Israel Book Shop presents Chapter 62 of a new online serial novel, The Cuckoo Clock, by Esther Rapaport. Check back for a new chapter every week.  Click here for previous chapters.

Copyright © Israel Bookshop Publications. 

“After kollel? You went to the nursing home to find him?”

“Yes.” Eliyahu patted the head of the child closest to him. Meir was standing there, taking a drink before returning to cheder for the afternoon.

“But why?”

“I think he’s our key figure here. He is the one who sold the raffle tickets to your father, and Jalib blurted out his name to me on the phone when I tried to question him further about his delusional dream.”

“He said that because you asked him about the renovation work he did at the nursing home. I know that Emmanuel was very involved then; I saw him talking to the workers and the foremen.”

“Could be, but in any case, when I pressed Jalib to try and remember why he dreamed specifically about us, and how he was so sure that it was us, he mentioned the nursing home and Emmanuel.”

“Maybe,” Elisheva froze for a second, “maybe my father is doing it all?”

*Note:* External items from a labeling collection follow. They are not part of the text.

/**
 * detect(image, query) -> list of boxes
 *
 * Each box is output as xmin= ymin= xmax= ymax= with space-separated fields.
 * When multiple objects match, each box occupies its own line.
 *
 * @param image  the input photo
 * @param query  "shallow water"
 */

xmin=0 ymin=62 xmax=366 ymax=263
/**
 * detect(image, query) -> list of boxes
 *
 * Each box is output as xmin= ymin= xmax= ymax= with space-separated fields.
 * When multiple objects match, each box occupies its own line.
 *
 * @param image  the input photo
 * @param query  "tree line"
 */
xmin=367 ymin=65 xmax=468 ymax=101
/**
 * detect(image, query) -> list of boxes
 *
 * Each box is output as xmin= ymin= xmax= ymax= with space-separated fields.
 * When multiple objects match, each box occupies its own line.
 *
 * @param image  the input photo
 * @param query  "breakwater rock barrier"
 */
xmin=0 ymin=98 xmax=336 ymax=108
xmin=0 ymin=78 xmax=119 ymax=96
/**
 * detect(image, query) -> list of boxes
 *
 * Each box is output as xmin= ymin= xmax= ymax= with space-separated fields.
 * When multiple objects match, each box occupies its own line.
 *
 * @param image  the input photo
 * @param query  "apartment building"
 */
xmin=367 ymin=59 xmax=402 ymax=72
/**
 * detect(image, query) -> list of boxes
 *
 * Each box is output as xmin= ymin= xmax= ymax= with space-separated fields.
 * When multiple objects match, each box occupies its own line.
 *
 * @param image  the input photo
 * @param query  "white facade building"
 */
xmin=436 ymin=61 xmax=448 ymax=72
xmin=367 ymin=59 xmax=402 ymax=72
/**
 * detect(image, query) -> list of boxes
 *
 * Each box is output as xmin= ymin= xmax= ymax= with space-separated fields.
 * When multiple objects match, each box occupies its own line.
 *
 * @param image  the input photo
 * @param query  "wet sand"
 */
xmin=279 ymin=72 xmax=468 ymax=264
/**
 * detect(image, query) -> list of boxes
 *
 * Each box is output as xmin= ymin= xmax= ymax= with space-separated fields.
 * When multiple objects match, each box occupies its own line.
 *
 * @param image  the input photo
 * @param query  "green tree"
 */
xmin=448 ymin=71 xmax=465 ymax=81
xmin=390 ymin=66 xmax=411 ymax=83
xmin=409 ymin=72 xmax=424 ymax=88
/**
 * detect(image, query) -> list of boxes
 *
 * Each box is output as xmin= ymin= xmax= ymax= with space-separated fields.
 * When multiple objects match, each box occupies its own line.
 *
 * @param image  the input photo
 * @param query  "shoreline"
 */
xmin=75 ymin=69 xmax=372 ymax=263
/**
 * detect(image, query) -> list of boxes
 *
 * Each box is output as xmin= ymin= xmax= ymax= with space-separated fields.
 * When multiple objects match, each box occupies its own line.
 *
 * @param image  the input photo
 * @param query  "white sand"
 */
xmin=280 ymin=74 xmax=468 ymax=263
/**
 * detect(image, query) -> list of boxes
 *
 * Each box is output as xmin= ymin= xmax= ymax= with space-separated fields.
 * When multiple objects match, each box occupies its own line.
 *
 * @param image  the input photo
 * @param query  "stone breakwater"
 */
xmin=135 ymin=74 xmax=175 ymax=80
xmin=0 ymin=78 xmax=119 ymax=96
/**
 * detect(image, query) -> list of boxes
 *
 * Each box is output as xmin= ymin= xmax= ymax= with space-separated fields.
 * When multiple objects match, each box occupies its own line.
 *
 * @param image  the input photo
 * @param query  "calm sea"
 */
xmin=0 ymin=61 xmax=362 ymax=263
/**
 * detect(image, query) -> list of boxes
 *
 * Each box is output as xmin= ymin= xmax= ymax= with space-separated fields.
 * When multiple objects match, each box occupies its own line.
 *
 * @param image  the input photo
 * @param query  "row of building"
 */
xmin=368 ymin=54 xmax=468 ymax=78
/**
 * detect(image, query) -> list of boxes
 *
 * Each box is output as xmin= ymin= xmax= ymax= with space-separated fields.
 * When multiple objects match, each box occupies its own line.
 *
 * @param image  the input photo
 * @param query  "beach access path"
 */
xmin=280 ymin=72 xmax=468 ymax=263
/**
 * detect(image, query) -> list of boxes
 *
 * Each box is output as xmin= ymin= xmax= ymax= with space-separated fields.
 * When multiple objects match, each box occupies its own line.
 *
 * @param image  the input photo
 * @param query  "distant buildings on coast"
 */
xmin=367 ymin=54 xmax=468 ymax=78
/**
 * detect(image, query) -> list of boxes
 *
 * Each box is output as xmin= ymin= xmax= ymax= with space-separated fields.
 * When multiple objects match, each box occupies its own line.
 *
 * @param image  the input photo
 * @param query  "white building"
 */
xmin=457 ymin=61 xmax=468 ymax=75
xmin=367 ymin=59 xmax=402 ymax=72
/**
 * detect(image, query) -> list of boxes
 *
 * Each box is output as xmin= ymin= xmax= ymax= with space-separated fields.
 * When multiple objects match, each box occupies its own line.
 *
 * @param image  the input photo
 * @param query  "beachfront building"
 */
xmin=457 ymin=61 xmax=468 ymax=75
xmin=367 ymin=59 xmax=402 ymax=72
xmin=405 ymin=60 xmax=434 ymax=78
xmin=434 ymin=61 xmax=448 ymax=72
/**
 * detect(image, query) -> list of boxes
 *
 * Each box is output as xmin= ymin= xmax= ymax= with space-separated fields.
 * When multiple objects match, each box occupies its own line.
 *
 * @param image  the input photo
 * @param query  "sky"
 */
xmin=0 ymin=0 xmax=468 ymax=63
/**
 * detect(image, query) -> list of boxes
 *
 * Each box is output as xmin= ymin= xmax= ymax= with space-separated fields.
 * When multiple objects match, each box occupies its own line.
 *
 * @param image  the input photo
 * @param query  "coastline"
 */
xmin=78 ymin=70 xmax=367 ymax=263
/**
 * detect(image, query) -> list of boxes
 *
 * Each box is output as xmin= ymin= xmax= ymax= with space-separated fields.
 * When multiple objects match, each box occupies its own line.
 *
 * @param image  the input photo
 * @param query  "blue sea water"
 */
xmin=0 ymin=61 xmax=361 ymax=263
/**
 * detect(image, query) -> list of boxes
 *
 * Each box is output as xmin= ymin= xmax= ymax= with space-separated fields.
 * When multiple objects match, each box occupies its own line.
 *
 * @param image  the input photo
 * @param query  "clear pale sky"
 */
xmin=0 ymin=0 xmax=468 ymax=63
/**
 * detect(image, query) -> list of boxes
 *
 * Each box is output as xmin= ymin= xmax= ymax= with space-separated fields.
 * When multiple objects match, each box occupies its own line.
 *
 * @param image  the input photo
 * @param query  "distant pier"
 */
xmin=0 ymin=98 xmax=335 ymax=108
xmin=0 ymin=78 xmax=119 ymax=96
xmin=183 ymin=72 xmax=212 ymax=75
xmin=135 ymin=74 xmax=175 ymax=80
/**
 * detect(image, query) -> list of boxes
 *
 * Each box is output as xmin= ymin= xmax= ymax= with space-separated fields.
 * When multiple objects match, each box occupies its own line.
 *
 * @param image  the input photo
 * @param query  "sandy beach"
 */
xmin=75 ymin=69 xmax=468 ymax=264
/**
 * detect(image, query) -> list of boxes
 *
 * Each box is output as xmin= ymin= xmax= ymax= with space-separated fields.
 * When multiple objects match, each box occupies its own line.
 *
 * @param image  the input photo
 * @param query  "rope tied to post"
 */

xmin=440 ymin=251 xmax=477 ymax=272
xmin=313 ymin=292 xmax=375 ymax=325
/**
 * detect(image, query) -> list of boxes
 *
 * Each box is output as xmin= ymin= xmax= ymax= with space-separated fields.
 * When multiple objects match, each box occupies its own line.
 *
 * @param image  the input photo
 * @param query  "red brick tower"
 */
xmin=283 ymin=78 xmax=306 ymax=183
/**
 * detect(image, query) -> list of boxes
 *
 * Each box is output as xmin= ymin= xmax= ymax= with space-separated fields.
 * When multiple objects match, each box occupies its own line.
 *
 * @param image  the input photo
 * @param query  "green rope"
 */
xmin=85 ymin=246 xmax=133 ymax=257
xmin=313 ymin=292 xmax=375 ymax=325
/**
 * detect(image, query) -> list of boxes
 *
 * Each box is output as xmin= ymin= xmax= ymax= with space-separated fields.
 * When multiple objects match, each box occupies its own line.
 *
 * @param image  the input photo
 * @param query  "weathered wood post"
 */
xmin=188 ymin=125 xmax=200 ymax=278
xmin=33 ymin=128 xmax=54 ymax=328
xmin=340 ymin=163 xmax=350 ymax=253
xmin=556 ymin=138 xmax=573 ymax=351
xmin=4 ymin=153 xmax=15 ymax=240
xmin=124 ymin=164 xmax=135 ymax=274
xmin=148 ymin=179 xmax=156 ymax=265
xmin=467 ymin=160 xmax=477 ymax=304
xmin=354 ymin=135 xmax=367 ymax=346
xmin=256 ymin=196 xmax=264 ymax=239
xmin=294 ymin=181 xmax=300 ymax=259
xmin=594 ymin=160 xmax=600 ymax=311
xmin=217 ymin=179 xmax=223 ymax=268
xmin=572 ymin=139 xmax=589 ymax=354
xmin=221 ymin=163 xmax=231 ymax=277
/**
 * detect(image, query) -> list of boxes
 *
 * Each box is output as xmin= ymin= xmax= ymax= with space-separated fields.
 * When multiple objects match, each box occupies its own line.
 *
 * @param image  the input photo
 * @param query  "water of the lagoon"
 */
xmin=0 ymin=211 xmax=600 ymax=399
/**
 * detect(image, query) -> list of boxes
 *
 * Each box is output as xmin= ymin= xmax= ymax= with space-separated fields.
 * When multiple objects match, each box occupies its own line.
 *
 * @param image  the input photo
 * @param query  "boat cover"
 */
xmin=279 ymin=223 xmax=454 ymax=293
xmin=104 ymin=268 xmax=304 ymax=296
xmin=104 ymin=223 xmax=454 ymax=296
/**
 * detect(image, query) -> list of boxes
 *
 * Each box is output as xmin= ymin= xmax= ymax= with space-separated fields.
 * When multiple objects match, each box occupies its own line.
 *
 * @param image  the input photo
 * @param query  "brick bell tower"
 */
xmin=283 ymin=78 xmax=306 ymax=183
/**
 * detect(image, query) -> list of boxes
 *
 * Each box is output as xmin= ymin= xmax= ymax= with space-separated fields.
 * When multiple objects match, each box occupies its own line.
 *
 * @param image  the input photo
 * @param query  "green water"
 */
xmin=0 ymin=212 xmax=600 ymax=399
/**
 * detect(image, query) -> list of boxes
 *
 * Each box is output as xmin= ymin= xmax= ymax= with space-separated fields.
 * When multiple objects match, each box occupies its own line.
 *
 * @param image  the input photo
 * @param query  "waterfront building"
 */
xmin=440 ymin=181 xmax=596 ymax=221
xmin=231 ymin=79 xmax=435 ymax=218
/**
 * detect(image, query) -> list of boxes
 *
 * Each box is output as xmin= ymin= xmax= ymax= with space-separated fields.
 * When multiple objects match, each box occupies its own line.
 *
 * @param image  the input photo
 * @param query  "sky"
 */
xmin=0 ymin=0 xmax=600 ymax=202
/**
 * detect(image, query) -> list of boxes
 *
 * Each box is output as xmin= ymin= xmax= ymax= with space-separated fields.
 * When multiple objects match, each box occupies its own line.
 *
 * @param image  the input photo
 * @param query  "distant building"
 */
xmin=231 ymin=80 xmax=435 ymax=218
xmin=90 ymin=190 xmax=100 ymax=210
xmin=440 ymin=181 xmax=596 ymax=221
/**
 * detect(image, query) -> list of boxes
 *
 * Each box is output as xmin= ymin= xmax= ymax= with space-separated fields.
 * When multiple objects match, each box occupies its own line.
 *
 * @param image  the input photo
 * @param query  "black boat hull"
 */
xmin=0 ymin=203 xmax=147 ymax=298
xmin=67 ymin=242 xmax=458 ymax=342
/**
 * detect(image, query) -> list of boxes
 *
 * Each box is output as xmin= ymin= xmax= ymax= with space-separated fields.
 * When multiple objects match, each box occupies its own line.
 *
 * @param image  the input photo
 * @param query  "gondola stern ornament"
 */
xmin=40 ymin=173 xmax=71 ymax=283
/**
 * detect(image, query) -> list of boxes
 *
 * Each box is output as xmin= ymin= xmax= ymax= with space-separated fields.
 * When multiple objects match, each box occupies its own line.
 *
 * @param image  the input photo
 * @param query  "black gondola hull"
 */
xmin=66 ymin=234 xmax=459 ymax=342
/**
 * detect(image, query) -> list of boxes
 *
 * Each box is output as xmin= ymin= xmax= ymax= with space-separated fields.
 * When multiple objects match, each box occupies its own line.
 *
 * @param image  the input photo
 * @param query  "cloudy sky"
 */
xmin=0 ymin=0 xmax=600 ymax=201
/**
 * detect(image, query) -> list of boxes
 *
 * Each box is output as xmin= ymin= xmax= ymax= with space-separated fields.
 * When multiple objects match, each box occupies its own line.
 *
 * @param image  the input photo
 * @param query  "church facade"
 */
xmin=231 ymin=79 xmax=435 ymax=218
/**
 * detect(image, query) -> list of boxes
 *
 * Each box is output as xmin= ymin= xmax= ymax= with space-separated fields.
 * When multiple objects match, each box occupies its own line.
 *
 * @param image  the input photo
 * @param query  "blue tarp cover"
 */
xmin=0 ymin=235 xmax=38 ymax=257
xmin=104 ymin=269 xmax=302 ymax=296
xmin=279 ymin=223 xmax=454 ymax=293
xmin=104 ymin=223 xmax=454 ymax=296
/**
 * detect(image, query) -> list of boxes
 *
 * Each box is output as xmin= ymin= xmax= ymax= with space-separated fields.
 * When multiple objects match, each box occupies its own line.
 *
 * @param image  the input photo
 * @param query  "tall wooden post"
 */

Eliyahu smiled. “If you know that your father has this kind of money hidden away in some secret bank accounts, then it really is possible that it is him. Now we only need to figure out why he is choosing such a convoluted way to give his daughter these gifts.”

“And himself.”


“This renovation is actually for him.”

“That’s true.”

They were both quiet.

“Well, of course this is just a wild guess, because it really doesn’t make sense that it is my father.”

“And my strongest suspicion of Emmanuel is based on the fact that he disappeared the minute he caught sight of me.” Eliyahu was pacing up and down the large kitchen.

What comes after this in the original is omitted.